The Browns and 49ers, as the AAFC's two strongest teams, were obvious choices: San Francisco was also a natural fit as a geographic rival to the Rams, who were alone on the West Coast at the time.
The third choice was the subject of some debate.
There was some sentiment to admit the Bills rather than the Colts. The Bills had better attendance despite only making the playoffs twice, and had much wealthier ownership. However, Buffalo's size (only Green Bay was smaller) and climate were seen as problems. While Redskins owner George Preston Marshall had long objected to the Colts' proximity to Washington, he ultimately decided that the Colts would be a natural rival to the Redskins. He agreed to accept a $150,000 fee to waive his territorial rights.

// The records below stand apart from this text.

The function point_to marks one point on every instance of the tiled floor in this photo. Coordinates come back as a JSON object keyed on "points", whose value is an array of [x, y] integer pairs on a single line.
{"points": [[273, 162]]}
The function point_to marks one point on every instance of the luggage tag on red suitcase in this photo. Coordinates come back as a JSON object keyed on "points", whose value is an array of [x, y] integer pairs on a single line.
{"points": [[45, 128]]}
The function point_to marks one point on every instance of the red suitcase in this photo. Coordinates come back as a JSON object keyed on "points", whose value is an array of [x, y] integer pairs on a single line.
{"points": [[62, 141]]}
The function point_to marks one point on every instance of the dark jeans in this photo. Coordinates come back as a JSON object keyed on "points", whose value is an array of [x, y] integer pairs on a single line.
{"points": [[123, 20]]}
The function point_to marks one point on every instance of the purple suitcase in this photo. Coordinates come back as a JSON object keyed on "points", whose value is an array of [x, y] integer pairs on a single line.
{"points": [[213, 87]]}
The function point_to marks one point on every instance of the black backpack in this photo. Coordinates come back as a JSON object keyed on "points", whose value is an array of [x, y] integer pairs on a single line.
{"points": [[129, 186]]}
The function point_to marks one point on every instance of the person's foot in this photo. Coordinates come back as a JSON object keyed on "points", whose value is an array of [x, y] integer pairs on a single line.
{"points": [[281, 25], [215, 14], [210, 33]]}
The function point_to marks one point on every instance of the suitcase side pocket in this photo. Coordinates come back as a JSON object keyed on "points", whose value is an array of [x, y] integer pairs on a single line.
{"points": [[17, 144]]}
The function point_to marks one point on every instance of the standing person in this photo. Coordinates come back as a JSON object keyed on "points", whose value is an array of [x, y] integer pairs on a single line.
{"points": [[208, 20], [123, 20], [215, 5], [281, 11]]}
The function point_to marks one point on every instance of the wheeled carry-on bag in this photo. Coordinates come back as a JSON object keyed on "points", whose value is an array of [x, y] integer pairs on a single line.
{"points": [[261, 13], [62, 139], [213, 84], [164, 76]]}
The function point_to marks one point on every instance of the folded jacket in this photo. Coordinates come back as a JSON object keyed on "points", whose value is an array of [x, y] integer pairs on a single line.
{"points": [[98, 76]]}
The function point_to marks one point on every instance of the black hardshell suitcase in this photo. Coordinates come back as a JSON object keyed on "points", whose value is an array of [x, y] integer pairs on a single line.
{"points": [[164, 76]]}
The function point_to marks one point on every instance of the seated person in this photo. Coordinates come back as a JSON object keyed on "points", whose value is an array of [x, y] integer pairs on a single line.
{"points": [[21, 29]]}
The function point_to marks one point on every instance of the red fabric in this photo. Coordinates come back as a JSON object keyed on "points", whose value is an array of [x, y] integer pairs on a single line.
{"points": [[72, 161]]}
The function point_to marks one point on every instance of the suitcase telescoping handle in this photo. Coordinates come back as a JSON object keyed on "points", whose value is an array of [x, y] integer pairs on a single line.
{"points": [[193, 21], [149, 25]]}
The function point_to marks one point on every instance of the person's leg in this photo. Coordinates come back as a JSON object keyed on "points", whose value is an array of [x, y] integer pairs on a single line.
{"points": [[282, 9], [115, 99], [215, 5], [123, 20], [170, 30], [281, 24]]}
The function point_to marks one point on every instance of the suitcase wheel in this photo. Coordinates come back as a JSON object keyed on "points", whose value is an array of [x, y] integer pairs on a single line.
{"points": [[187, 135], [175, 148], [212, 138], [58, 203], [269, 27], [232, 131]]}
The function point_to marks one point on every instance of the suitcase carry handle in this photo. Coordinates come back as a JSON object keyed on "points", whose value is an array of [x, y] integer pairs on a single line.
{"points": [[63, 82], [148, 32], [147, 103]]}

Buffalo fans petitioned the NFL to admit the Bills as well. The league, realizing the pitfalls of having an uneven 13-team league, held a vote on admitting the Bills. While a majority of owners (including the Browns, 49ers, and Colts) were willing to take the Bills, the final vote was only 9–4 in favor. League rules of the time required a unanimous vote to admit a new team. Buffalo owner Jim Breuil was content to accept a minority share of the Browns. Breuil even rebuffed an offer from the next-best pro league in the nation at the time, the minor-league American Football League of the late 1940s, to join their league.
The Yankees' players were divided between the Giants (who chose six players) and Bulldogs (who received the rest). Three Bills players were awarded to the Browns. The remaining Bills, Dons, and Hornets entered a dispersal draft.
With the AAFC Yankees gone, Bulldogs owner Ted Collins was free to rename his team "Yanks" and move into Yankee Stadium. He continued to lose money, however, and sold the team after two seasons to Dallas-based interests, who relocated the team to Dallas and called the team the Dallas Texans.
The word "American" did not remain in the enlarged league's name for long; it was dropped in March 1950. Although "National" and "American" became the names of the league's new conferences, within three years the conferences were renamed Eastern and Western. It was not until the AFL–NFL merger twenty years later that the "American" and "National" conference names were restored.